貸倒引当金の増加、株式取引の減速、M&Aの減少などを背景に、銀行(36%減)、消費者金融(26%減)、資本市場(19%減)、保険(10%減)を筆頭に、同セクターの5業界すべてが10%を超える減益になる見通しである。
企業レベルでは、Citigroup, Goldman Sachs (NYSE:GS)、JPMorgan Chase、Wells Fargo (NYSE:WFC)がこのセクターの前年比減益に最も貢献すると予測され、銀行大手4社はいずれも利益と売上成長率を低下させると予想される。

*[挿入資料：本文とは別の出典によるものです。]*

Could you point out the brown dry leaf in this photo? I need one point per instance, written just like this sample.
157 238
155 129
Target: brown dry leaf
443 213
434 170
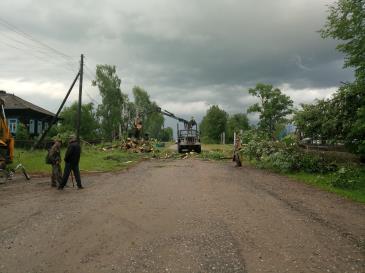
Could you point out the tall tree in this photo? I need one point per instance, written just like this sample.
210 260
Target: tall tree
214 123
236 123
113 100
273 107
346 23
152 120
89 129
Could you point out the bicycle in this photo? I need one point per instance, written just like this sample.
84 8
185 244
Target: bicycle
8 173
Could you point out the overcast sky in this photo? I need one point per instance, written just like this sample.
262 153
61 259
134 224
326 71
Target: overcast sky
187 54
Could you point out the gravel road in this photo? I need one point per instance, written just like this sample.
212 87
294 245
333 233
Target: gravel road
179 216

InvestingPro+ Financial Stock Screenerによると、同グループで第1四半期決算が低調となる他の注目銘柄は、EPSが2.73ドルと前年同期のEPS4.11ドルから33.5%減少すると予想されているPrudential Financial (NYSE:PRU)と、EPSが前年比54%減少すると見込まれているAllstate (NYSE:ALL)の2社だ。
出所:InvestingPro
The Financial Select Sector SPDR® Fund (NYSE:XLF)は、S&P500から抽出した金融セクター銘柄の時価総額加重インデックスを追跡し、年初から約4.5%の下落となっている。

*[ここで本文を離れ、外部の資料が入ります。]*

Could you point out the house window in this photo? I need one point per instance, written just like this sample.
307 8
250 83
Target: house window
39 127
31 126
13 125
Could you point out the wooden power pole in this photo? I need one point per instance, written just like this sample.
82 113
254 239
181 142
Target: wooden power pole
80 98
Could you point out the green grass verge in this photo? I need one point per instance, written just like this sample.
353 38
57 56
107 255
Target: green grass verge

XLFの上位10銘柄には、Berkshire Hathaway (NYSE:BRKa)、JPM, Bank of America (NYSE:BAC)、Wells Fargo、Morgan Stanley (NYSE:MS)、Charles Schwab (NYSE:SCHW)、American Express (NYSE:AXP)、Citi, Goldman、BlackRock (NYSE:BLK)となっている。